Vizesiz Yunanistan cruise turumuzun (İzmir çıkışını) saymazsak ilk gününde Selanik'teyiz.
Selanik, Yunanistan'ın ikinci büyük şehri Thessaloniki'yi gemimizin adadan erken ayrılacagını bilmenin gazıyla yarım günde gezdik. Ziyaret edecekler için tavsiyem 1 günden fazla ayırmamaları, bu süre yeterli olacaktır.
Selanik limanda kordon boyundan yürüyerek Beyaz Kale'ye ulaşıyoruz, 15 dakikalık bir sabah yürüyüşü iyi oldu.

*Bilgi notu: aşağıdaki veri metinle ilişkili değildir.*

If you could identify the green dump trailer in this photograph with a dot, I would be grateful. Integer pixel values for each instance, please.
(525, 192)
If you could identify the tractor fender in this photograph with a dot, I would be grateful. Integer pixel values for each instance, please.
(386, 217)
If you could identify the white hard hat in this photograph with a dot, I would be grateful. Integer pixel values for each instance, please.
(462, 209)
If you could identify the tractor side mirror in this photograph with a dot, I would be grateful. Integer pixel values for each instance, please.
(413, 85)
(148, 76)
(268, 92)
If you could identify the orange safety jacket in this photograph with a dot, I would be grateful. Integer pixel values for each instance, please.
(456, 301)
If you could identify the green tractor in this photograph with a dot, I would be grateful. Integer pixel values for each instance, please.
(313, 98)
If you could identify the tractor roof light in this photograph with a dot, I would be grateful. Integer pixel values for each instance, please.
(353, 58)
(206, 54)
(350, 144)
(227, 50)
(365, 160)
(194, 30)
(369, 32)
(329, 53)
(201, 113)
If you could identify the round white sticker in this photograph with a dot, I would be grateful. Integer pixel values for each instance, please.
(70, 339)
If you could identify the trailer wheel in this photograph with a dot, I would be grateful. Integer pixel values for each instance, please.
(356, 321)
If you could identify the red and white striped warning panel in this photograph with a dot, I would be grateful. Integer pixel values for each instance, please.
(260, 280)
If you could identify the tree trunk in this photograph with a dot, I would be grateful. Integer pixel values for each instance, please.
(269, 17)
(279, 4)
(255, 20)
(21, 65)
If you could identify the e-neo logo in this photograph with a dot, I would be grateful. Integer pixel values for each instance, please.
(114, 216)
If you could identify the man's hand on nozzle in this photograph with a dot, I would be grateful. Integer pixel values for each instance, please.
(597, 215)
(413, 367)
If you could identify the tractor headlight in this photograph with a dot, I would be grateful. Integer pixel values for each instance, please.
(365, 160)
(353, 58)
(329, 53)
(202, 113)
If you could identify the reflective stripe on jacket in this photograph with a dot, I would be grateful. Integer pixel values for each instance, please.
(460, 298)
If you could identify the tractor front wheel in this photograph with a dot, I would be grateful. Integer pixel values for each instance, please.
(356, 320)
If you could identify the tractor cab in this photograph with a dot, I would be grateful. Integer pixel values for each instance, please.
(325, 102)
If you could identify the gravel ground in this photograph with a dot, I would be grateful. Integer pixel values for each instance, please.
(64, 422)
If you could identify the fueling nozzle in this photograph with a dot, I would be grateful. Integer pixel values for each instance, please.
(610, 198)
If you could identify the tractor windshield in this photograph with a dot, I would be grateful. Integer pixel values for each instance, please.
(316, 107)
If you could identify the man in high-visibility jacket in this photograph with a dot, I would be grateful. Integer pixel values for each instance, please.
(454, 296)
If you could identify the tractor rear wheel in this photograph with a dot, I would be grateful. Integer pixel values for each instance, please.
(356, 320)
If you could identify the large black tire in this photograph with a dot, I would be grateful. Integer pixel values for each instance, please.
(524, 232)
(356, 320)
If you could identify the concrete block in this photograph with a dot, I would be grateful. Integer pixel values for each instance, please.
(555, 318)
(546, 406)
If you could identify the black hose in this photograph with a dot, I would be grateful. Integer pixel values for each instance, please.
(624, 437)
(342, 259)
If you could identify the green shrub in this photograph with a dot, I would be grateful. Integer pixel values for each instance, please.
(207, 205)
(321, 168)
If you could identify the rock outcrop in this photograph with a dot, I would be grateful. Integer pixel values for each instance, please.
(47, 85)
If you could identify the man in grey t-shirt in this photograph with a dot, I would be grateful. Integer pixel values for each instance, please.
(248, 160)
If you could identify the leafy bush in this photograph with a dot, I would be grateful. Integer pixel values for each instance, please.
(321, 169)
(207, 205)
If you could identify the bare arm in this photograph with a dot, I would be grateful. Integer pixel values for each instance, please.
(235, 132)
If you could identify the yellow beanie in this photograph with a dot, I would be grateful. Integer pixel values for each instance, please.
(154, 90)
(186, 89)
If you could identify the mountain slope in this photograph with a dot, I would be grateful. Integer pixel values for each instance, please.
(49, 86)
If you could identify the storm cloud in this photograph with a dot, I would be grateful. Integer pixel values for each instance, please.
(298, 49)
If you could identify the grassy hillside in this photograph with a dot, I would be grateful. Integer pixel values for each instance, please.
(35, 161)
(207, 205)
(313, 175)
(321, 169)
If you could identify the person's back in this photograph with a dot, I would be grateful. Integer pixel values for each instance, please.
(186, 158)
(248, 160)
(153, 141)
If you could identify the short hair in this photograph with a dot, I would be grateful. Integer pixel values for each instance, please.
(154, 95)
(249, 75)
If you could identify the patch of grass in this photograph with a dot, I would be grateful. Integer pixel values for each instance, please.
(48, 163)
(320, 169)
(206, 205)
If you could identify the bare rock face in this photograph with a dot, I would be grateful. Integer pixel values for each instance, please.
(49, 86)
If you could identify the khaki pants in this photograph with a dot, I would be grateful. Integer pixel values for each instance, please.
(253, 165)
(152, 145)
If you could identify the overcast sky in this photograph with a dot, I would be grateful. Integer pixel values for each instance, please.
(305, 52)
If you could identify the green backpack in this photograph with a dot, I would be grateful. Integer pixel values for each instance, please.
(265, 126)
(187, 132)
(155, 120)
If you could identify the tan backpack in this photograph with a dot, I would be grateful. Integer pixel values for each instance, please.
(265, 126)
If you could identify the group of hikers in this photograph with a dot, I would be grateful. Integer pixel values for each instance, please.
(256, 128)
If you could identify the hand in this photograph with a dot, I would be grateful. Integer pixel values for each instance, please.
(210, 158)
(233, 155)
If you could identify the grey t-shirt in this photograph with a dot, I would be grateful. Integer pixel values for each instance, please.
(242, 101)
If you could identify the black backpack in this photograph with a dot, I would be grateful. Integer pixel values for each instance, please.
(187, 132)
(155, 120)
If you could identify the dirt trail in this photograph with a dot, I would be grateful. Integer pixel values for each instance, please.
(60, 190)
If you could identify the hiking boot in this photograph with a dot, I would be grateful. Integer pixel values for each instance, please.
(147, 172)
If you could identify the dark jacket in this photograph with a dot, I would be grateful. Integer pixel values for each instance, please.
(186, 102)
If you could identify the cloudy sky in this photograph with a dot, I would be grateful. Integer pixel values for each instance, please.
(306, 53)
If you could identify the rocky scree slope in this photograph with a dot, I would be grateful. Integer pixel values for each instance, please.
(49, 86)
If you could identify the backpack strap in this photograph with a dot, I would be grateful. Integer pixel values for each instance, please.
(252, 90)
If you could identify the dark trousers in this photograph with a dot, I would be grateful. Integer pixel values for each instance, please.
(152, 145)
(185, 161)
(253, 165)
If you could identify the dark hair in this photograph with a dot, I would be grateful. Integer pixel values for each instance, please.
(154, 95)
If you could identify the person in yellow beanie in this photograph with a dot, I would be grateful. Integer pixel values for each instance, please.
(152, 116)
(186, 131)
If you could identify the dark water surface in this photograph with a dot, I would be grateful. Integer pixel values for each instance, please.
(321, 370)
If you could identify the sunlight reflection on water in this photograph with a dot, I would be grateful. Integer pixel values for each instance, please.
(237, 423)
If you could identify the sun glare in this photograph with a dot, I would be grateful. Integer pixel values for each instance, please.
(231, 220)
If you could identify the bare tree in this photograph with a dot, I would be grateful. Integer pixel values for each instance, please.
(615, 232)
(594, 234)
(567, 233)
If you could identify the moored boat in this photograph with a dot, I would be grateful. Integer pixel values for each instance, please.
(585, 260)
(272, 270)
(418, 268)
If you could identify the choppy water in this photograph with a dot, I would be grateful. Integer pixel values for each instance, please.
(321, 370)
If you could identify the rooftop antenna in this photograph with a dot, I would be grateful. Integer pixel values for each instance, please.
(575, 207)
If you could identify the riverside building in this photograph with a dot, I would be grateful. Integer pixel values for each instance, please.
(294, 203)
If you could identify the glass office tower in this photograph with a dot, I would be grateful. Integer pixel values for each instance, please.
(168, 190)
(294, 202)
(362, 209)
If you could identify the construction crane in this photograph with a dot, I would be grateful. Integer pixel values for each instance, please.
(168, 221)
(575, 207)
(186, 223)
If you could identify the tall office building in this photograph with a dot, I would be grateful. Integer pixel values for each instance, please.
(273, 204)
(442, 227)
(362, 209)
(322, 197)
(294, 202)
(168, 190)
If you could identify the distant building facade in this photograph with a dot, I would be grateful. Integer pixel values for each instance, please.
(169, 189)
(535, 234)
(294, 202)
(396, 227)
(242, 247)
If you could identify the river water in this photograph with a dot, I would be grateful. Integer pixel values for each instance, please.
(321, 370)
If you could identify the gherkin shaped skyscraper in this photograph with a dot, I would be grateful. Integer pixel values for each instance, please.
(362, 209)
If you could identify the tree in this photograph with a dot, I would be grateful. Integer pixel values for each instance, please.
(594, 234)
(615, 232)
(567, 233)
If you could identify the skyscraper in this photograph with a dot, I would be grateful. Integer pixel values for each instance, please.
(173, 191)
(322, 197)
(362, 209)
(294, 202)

Beyaz kale ve arkeoloji müzesi aldıgımız duyumlara göre Selanik'in en görülesi yerleriymiş.
Biz beyaz kale ziyaretini takiben üniversitenin yanından sola dönerek denizi arkamıza alıp elimizdeki krokilere göre Atatürk'ün doğduğu evin ve Türkiye konsolosluğunun olduğu bölgeye doğru harekete geçiyoruz.
Büyük bir üniversite kampüsünün yanından yürüyerek yolda Snopy hastanesinde durup hasta ziyareti yaptıktan sonra yola devam ediyoruz.Yine çok yorucu olmayan ama bol bol su molası verdigimizden dolayı nispeten uzun bir yürüyüşü takiben Atatürk evine ulaşıyoruz.

Girişte kapıda çok beklediğimiz ve içeriye sesimizi duyuramadığımız için Konsolosluk görevlilerine ulaşabilmek için eldeki imkanlarla oluşturduğumuz vuvuzelaların sesinden faydalanıyoruz!Atatürk evinden dönerken yolda Aya Sofya kilisesine girip biraz serinledikten sonra balık pazarına dogru yola çıkıyoruz.
Yolda Venizelos ile biraz takıştıktan ve bir frozen yoghurt sonra meşhur balık pazarına ulaşıyoruz...
Tabi ki Amerikalılara filan çok otantik gelen bu meshur balık pazarı bize pek yeni bir şey ve sürpriz sunmuyor. Belki Mısır çarşısının cok küçüğü diyebileceğimiz bir ortam var. Taze kesilmiş etler ve balıklar, sıcağın da etkisiyle pek hoş olmayan bir koku yayarlarken pazarı hızlıca geçip kokuya rağmen kapanmayan iştahımız sebebiyle yemek yiyecek bir yer bakıştırıyoruz. Pazardan çıkmadan yarım kilo da İstanbul'da bulunmayan en büyüğünden az tuzlu kalamata zeytini önünde alıp almam konusunda 5 dakika düşündükten sonra almaya karar verip yola devam ediyoruz. Tatil öncesi Selanik'te yemek yenecek yer arastırmadıgımız icin gözümüze bir yer kestirip oturuyoruz.
Tatilimizin bu ilk gününde tahmin etmek zor olsa da, ilk gün yedigimiz bu yemek belki de bu tur boyunca dışarıda yediğimiz yemekler arasında en lezizi oldu. Balık pazarının yakınlarında olan "Frutti di Mare" http://www.fruttidimare.gr restoranından memnun kaldık tavsiye ederim, adresi Komninon 20. Biz ogle yemegi icin bir seyler atistirdik ama gerek servis kalitesi, gerek sunum ve yemek lezzeti olarak rahatlıkla akşam da tercih edilebilir. Fiyatlar da makul. Soğan ve baharatlarla soslanmış fener balığı yedik menudeki pahalı yiyeceklerden olmasına karsın 9€ civarıydı.İzmirli arkadaşların da onaylarıyla Selanik'in İzmir'e benzedigine ve sahil şeridinin İzmir Kordon'a benzediğine emin olduktan sonra gemimize dönüp diğer limana (Pire) doğru yola koyulmayı bekliyoruz.